日本の新築価格は正常か。

 昨日、近所を散歩していたら建前をしていた。一部総二階の延べ床面積40坪前後と思われる瀟洒な家のようだった。クレーン車が敷地に入り、道路に止めた大型トラックに満載されたパーツを吊り上げては基礎の上に手際良く建ち上げて行く。
 米国流のなんととかいう宣伝文句のプレハブのようだが、軽々と吊り上げられた部材を見ると厚めのコンパネに胴ブチを打ちつけた壁様のブロックを組み合わせ、大型ホッチキスのような器具で釘をコンプレッサーの空気圧で打ち込み固定している。あたかも芝居の大道具だも組み立てるような手軽さで見る見る家が形作られていった。

 クレーンで吊上げられる部材には断熱材も内壁も何もなかったので、おそらく組み立てた後に内側のコンパネを張り内側にウレタン樹脂のような注入すれば数十倍に膨張し気泡の巣になる素材をコンプレッサーで注入するのだろう。そして外側には木造用へーベルを張り、内壁にはクロスを張って出来上がりといった段取りになるのだろう。
 それならいかに高価な施設を家に備えつけようと原価は総額で1000万円を超えることはないはずだ。しかし消費者が買っている金額はその二倍半から三倍、酷い時には4倍以上の金額で建築契約を結んでいるようだ。だがプレハブ住宅の酷さは昨日見かけた住宅メーカーだけの話ではないようだ。

 ある住宅メーカーは軽量鉄骨を骨組みにして合板を張り付けて「家」だと称しているし、ある住宅メーカーはコンパネを張り合わせた板を接着剤で張り合わせて「家」だと称している。そのいずれもが坪単価当たり60万円から80万円もの価格を顧客に提示しているというから驚きだ。
 普通の設備を嵌め込んだとしたら金の便座でも設置しない限り、建築総額が普通の家の建て坪30から40坪で原価が2000万円を超えるのは異常だというしかない。そういえば今度周南市で徳山駅ビルを建て替える総予算が95億円と聞いて目が飛び出た。坪単価換算で150万円だという。都内の高級マンションでも坪単価150万円の建築費はあり得ない。占有面積が30坪ならそれだけで4500万円となり、土地代や共有スペースの建築費やマンション業者の広告宣伝費や利益を考慮すると販売価格は一憶数千万円となるだろう。

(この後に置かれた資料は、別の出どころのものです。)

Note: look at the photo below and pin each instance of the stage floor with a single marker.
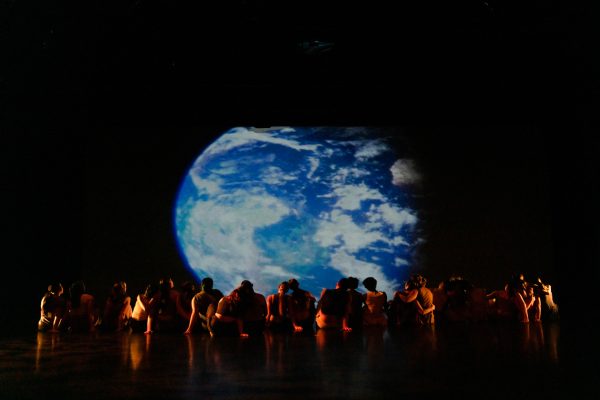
(484, 361)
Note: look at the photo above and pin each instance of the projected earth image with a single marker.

しかしマンションならシステムキッチンやユニットバスや高級玄関ドアなどから配管や間仕切りと駅ビルとは比較にならないほど原価が嵩む。すると公共事業費がいかにデタラメかお分かりだろう。

 この国の住宅建設費は常軌を逸している。国民は異常なほど吊り上げられた高額な住宅を買わされている。確かに契約は「売った、買った」によって合法的に成立するが、消費者に適正情報を与えないで売買させるのが合法的な取引といえるだろうか。
 この国のマスメディアは腐りきっている。消費者の利益を擁護しても一銭の得にもならないが、住宅メーカーの原価構造に触れなければ莫大な広告宣伝費を手に出来る。そうした理屈の上に原発報道や公共事業の談合疑惑報道も絡まっていると考えるしかない状況が続いている。だいたい平均落札率が95%を超えている地方自治体や中央官庁で入札談合疑惑を追及する声が寂として出て来ないのはマスメディアもその一員に加わっている証拠ではないだろうか。

 消費者庁という官庁があるが、どうやらそれは「原子力規制委員会」と同じ「羊頭狗肉」官庁の一つのようだ。
 昨日の朝の散歩が奇しくも嫌な散歩になった謂れを、ここに書き記してみた。